BACKGROUND: Housing and income are important social determinants of health (SDoH). Primary care providers often do not have information about these determinants, which could be used to support equitable health system planning and care delivery. The aim of this study was to use primary care electronic medical record (EMR) data to test two approaches (machine learning and regular expression searches) to obtain information about patients' housing instability and low income status.
METHODS: We used de-identified EMR data from the St. Michael's Hospital Academic Family Health Team (Toronto, Ontario, Canada). A Health Equity Questionnaire is also routinely distributed to patients and includes questions about income and housing status; this formed the reference standard. First, a regular expression (REGEX) classifier was created using key text terms and codes; the second approach used supervised machine learning models (XGBoost). Discrimination and calibration metrics were calculated as compared to the patient-reported responses.

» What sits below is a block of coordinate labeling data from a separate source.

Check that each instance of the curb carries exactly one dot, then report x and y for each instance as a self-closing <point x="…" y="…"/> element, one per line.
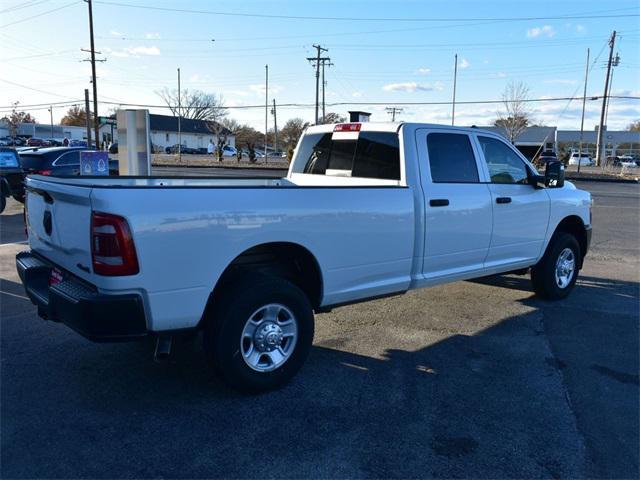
<point x="603" y="180"/>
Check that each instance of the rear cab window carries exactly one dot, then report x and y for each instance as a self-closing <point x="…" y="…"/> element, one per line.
<point x="366" y="154"/>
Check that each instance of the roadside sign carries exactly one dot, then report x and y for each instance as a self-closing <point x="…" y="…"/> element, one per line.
<point x="94" y="163"/>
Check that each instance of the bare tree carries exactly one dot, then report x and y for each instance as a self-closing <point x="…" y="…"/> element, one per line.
<point x="291" y="131"/>
<point x="15" y="118"/>
<point x="194" y="104"/>
<point x="515" y="115"/>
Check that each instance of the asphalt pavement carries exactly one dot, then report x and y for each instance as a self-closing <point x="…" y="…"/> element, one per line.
<point x="473" y="379"/>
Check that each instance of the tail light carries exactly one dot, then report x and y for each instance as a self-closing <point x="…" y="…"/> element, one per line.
<point x="112" y="250"/>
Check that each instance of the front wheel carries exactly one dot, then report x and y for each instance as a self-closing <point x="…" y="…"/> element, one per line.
<point x="555" y="275"/>
<point x="259" y="332"/>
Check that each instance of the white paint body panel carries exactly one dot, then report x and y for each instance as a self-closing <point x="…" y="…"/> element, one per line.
<point x="369" y="237"/>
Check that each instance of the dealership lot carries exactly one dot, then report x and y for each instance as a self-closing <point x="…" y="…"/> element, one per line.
<point x="473" y="379"/>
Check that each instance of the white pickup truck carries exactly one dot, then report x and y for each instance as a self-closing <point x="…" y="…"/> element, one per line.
<point x="366" y="210"/>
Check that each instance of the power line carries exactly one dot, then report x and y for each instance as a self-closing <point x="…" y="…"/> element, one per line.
<point x="360" y="19"/>
<point x="38" y="15"/>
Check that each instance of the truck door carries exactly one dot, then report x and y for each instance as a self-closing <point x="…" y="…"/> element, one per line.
<point x="520" y="210"/>
<point x="458" y="210"/>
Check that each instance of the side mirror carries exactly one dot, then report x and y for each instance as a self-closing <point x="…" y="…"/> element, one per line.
<point x="554" y="175"/>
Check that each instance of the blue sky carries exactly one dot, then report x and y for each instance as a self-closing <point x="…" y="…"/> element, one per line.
<point x="399" y="58"/>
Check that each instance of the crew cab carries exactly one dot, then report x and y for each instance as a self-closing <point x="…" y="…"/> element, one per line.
<point x="366" y="210"/>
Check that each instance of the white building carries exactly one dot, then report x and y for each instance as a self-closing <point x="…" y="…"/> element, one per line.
<point x="164" y="132"/>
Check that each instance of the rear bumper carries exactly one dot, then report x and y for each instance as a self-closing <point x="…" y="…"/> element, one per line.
<point x="98" y="317"/>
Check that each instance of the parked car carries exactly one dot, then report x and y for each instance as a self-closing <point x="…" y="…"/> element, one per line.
<point x="229" y="151"/>
<point x="184" y="149"/>
<point x="544" y="158"/>
<point x="583" y="159"/>
<point x="56" y="161"/>
<point x="37" y="142"/>
<point x="366" y="210"/>
<point x="11" y="177"/>
<point x="628" y="161"/>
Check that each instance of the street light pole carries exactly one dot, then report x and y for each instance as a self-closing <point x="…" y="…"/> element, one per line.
<point x="179" y="125"/>
<point x="51" y="113"/>
<point x="455" y="79"/>
<point x="584" y="100"/>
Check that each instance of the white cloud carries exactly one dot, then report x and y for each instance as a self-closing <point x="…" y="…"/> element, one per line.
<point x="137" y="51"/>
<point x="544" y="31"/>
<point x="258" y="88"/>
<point x="407" y="87"/>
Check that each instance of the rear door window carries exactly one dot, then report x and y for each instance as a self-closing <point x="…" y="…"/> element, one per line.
<point x="370" y="155"/>
<point x="451" y="158"/>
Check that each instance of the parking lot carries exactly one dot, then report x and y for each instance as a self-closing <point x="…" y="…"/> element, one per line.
<point x="472" y="379"/>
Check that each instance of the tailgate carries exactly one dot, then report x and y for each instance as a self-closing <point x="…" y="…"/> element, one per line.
<point x="59" y="222"/>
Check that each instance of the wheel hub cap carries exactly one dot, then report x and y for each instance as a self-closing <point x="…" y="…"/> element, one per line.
<point x="565" y="268"/>
<point x="268" y="337"/>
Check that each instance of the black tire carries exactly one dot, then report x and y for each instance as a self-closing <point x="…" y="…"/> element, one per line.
<point x="230" y="312"/>
<point x="543" y="275"/>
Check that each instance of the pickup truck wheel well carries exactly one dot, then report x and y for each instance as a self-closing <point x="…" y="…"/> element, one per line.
<point x="287" y="260"/>
<point x="575" y="226"/>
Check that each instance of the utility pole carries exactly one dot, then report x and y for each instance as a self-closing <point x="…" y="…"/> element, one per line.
<point x="455" y="79"/>
<point x="584" y="100"/>
<point x="88" y="115"/>
<point x="324" y="84"/>
<point x="317" y="61"/>
<point x="393" y="111"/>
<point x="179" y="122"/>
<point x="96" y="124"/>
<point x="51" y="113"/>
<point x="599" y="146"/>
<point x="616" y="62"/>
<point x="275" y="124"/>
<point x="266" y="109"/>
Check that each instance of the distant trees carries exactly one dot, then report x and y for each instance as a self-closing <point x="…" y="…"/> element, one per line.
<point x="515" y="115"/>
<point x="194" y="104"/>
<point x="291" y="131"/>
<point x="17" y="117"/>
<point x="333" y="117"/>
<point x="634" y="126"/>
<point x="75" y="116"/>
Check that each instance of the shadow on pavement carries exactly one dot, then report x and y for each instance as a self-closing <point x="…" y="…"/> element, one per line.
<point x="492" y="404"/>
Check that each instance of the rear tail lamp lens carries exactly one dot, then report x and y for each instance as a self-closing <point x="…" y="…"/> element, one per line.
<point x="112" y="250"/>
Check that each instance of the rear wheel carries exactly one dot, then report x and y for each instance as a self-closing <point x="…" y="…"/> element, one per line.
<point x="555" y="275"/>
<point x="259" y="332"/>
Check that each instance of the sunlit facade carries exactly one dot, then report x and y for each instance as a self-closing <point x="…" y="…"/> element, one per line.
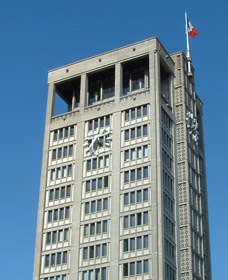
<point x="123" y="186"/>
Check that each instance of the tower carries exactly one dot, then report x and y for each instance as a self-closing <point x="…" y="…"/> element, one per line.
<point x="123" y="185"/>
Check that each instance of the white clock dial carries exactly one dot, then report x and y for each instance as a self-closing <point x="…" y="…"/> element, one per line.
<point x="98" y="141"/>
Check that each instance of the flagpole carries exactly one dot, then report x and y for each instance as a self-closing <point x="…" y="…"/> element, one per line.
<point x="188" y="55"/>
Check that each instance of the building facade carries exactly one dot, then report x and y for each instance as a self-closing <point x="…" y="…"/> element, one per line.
<point x="123" y="186"/>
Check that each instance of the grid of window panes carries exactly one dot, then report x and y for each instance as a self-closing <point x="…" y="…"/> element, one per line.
<point x="64" y="133"/>
<point x="135" y="172"/>
<point x="95" y="251"/>
<point x="95" y="274"/>
<point x="136" y="243"/>
<point x="59" y="193"/>
<point x="135" y="114"/>
<point x="57" y="277"/>
<point x="95" y="184"/>
<point x="168" y="193"/>
<point x="95" y="228"/>
<point x="101" y="122"/>
<point x="57" y="236"/>
<point x="139" y="267"/>
<point x="56" y="259"/>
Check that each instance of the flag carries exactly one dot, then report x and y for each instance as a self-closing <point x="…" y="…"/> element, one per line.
<point x="191" y="30"/>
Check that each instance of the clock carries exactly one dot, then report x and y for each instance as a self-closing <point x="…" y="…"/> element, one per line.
<point x="98" y="141"/>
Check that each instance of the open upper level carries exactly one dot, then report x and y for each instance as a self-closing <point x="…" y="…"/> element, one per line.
<point x="109" y="77"/>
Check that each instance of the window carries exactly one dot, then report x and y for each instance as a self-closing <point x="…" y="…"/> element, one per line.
<point x="96" y="205"/>
<point x="136" y="153"/>
<point x="97" y="163"/>
<point x="167" y="122"/>
<point x="95" y="274"/>
<point x="135" y="75"/>
<point x="167" y="160"/>
<point x="62" y="152"/>
<point x="96" y="228"/>
<point x="57" y="277"/>
<point x="95" y="251"/>
<point x="101" y="86"/>
<point x="99" y="122"/>
<point x="136" y="219"/>
<point x="136" y="112"/>
<point x="56" y="259"/>
<point x="168" y="203"/>
<point x="136" y="268"/>
<point x="58" y="214"/>
<point x="133" y="175"/>
<point x="135" y="132"/>
<point x="63" y="133"/>
<point x="61" y="172"/>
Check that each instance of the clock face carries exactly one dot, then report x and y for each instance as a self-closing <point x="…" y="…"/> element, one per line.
<point x="98" y="141"/>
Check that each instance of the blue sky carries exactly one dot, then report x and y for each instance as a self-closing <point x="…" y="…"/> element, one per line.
<point x="36" y="36"/>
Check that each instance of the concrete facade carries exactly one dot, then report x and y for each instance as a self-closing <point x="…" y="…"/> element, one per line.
<point x="123" y="184"/>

RESULTS: 11,794 eligible patients were included in the housing cohort and 10,454 were in the income cohort. Overall, both approaches had poor sensitivity for determining both housing instability (XGBoost: 3.1%, REGEX: 29.0%) and low income status (XGBoost: 41.7%, REGEX: 17.6%). Positive predictive value (PPV) was satisfactory for the machine learning approach (83.3% for housing, 72.9% for income).
CONCLUSION: While the machine learning approach demonstrated reasonable PPV, the overall metrics were poor and unlikely to be useful in a clinical setting for identifying patients with housing or economic needs. More robust analysis could be explored, but continued patient-captured SDoH information is necessary.